Cuando un expatriado español se encuentra con otro en el extranjero, una de las primeras preguntas que surge en la conversación sigue siendo ¿y tú de dónde eres? Y la respuesta, en la mayor parte de los casos remite a una ciudad, la de nacimiento, la de crianza o la de residencia más prolongada. La identidad colectiva de los individuos, salvo en aquellos casos en los que los nacionalismos identitarios hayan hecho su trabajo, remite casi siempre al territorio reducido y concreto de la ciudad.

En este contexto, los principales instrumentos de participación política, los partidos políticos, que hasta ahora se han definido sobre todo en clave nacional, están mostrando claros síntomas de agotamiento en su modelo de organización y funcionamiento. La desconfianza y la desafección hacia ellos, está propiciando que muchos ciudadanos busquen otros referentes para aliviar la orfandad política a la que les han conducido esas maquinarias de poder ciego en que se han convertido los partidos.

Tenemos ya ejemplos claros y en auge de ese fenómeno en muchas de nuestras principales ciudades: en Madrid, en Barcelona y en Zaragoza, por citar sólo algunas, gobiernan entes políticos muy diferentes de los partidos tradicionales. Es cierto que algunos de estos entes han adoptado las peores formas de los partidos, pero la tendencia de fondo parece clara: los ciudadanos apuestan cada vez más por las personas o por las agrupaciones de personas que por los aparatos y las siglas. Prueba de que esto es así es que los partidos se han dado cuenta y apuestan tramposamente cada vez más por candidatos independientes para disfrazar sus intenciones.

En Madrid, el terremoto generado por la alianza entre una lúcida abuela y un brillante politólogo con cara de niño, ha vuelto del revés al partido que más expectativas había generado en las últimas décadas.
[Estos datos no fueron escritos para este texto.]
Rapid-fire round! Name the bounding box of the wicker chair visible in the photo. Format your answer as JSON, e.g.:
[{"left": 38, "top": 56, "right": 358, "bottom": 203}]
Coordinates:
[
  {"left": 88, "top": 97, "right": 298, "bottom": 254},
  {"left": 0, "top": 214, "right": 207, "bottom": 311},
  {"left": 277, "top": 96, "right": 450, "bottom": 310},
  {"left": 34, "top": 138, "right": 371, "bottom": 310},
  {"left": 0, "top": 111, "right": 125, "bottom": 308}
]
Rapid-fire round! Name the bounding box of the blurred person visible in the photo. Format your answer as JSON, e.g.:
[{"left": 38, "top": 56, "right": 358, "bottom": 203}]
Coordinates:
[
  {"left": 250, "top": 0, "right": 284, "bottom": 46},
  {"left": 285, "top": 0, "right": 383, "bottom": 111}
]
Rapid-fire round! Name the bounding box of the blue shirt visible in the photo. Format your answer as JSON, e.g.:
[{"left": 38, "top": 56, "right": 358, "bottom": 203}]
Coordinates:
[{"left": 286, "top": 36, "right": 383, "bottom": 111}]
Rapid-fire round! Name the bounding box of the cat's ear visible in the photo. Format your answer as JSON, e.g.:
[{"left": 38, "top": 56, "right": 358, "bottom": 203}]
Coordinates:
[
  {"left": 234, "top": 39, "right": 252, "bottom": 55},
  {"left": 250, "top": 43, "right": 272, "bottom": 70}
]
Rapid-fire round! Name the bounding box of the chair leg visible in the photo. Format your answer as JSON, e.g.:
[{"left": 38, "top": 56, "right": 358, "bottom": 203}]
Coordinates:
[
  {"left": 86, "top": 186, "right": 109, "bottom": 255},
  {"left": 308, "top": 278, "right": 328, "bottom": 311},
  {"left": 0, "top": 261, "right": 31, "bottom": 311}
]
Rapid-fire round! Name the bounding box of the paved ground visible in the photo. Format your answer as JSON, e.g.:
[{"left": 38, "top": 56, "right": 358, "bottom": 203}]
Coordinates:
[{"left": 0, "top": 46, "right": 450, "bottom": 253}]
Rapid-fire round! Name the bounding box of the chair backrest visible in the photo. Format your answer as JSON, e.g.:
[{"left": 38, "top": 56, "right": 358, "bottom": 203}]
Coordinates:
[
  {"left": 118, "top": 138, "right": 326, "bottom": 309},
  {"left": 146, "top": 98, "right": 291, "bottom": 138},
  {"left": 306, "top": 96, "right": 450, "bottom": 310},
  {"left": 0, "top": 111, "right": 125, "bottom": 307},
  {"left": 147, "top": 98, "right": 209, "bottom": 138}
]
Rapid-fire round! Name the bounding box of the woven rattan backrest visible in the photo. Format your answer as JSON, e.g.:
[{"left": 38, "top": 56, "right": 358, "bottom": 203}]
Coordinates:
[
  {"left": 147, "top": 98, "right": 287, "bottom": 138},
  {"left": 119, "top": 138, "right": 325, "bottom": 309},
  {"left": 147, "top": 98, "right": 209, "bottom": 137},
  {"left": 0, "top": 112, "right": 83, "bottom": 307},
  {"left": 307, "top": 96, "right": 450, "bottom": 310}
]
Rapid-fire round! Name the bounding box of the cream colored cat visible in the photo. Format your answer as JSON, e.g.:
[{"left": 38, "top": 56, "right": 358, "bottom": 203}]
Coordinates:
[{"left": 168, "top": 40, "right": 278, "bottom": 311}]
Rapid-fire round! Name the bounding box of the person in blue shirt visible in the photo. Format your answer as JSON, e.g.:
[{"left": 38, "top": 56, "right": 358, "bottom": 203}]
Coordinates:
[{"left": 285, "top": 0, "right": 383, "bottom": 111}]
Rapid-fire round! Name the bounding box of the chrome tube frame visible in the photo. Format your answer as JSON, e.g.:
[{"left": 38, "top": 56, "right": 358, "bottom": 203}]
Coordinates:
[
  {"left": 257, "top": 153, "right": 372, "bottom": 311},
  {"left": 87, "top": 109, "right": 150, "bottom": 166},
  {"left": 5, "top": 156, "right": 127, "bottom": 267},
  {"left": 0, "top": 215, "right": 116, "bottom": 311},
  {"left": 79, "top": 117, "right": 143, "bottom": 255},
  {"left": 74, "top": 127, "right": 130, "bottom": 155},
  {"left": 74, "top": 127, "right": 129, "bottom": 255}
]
Dentro del mismo espectro político, el de la izquierda radical, estamos asistiendo a la pugna entre dos formas antagónicas de considerar la actividad política; y no por azar eso está ocurriendo en Madrid, una ciudad, una Comunidad Autónoma y la capital del país; es decir lo más parecido a una ciudad-estado de la antigüedad clásica.

En Barcelona, los Comunes de Ada Colau protagonizan un experimento de gobierno, que está a punto de cumplir cuatro años. En las próximas elecciones municipales, uno de sus adversarios, Manuel Valls, aparece como un candidato extraño, un tipo que regresa a sus orígenes, venido de otro país donde llegó a ser nada menos que Primer Ministro, un tipo que se presenta al amparo de un partido político sin pertenecer a él y que, desde esa posición «anómala» se atreve a decir cosas que otros políticos callan, esclavos de sus hipotecas ideológicas.

En Zaragoza, mientras las encuestas no auguran nada bueno al experimento Santisteve, los partidos tradicionales no acaban de presentar un discurso ilusionante. La envidiable posición geográfica de nuestra ciudad y la calidad de vida que ofrece a sus habitantes, deberían estar a punto de alumbrar algún fenómeno político propio, que rompa con esa imagen provinciana y acomplejada, cada vez más alejada de la realidad social de Zaragoza. A muchos nos gustaría que alguien ligero de equipaje y cargado de ilusión encendiera las mortecinas luces de nuestra ciudad. A muchos nos gustaría que las muchas iniciativas que bullen en Zaragoza bajo el manto de la inercia provincial encontraran un líder capaz de superar la grisura que ni el cierzo ha sido capaz de barrer.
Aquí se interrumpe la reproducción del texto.